Take a macro look at the Mysql index model

In this section I will briefly describe the characteristics of B+ trees and different nodes for storing values. The following diagram shows the Mysql index model. The child nodes of the tree are data pages, which store data from the database. Each page has an ID corresponding to a field value. For example, id1 = “vegetabledog”. There are two things to look out for in the data page below:

  • Each data page is ordered in size from small to large.
  • There are two Pointers to each other between the data page and the data page.

Now let’s look at the index page: if we look at the index page of the second-to-last node, let’s take the left-most node (index page 1) for example, what information is stored in this node? This index page holds the minimum ID of each of its children (data pages). We can see that the minimum Id of data page 1 is indeed 1, and the minimum Id of data page 2 is 4. So what information does an index page hold when its children are not data pages but index pages? They hold the minimum ID value in their child node index page.

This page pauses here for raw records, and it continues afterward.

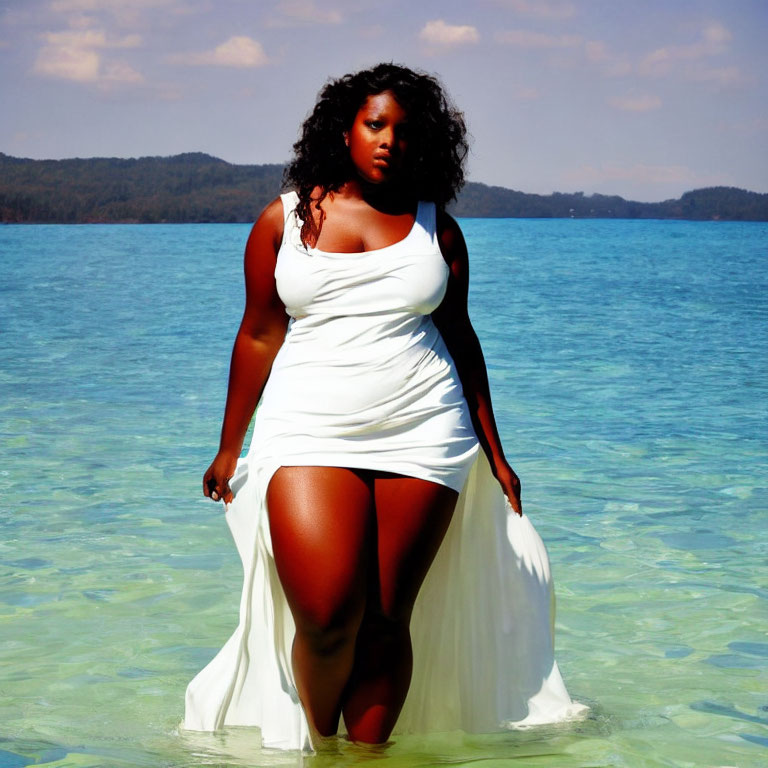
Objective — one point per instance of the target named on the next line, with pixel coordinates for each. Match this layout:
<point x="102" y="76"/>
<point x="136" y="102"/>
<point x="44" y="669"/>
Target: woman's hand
<point x="510" y="484"/>
<point x="216" y="478"/>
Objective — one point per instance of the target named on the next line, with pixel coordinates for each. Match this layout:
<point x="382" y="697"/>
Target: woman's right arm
<point x="259" y="337"/>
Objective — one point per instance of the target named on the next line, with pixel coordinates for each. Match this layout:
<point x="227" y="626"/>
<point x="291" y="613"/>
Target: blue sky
<point x="644" y="99"/>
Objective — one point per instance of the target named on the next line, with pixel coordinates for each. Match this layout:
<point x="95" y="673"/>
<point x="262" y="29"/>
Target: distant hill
<point x="195" y="187"/>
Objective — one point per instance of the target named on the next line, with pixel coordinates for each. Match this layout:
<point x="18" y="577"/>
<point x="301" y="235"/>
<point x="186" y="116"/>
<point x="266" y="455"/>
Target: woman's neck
<point x="392" y="197"/>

This is what a primary key index tree looks like. Let’s see if we were to query an index with a primary key of X, we would first look at the root node of the tree that records the smallest ID on the left and right. If it’s less than the minimum ID on the right, it goes to the left subtree, if it’s more than the minimum ID on the right, it goes to the right. (Of course, the actual tree could not be such a binary tree). We will then use the same method to quickly locate the corresponding data page, and then only need to perform binary search on that data page to find the value we want. Isn’t that much faster than no index.

The growth of the tree

Let’s look at how the tree grows when we insert data into the database.

It starts out as a data page, and we just insert data into it.

The capacity of a data page is also limited. When a data page cannot fit, it will produce a page split, resulting in two pages pointing at each other, while maintaining the size order of page ids. The page ID on the left cannot be greater than the page ID on the right. It also generates an index page that points to its child data pages and records the minimum ID of their page.

As more and more data is inserted our index page will point to more data pages and record more and more of the minimum information of those data pages, but our index page storage size is also limited and what happens when we run out of index pages?

Are you right? We generate a new index page, and the index page and its parent point to our child index page and record the minimum ID of each index page. If you look at the case of finding a girl with a certain height, it seems to be the same way that we speed up our search by adding indexes layer by layer, as if the idea is similar.

Secondary indexes

All we’ve talked about above is creating a primary key index. Sometimes we will create a secondary index tree and index the non-primary key fields of the table. Like a name? Age? Height? When inserting this data, we not only maintain a primary key index tree like the one above, but also maintain a B+ tree based on our secondary index fields. For example, if we sort by name, the a will come first. Each index page stores the minimum name value for its children.

Finally, the primary key corresponding to this name is stored in the data page. So we finally find the primary key ID in the secondary index tree, we need to take the primary key ID to search the primary index to find the last field value. This process is also called “back table”.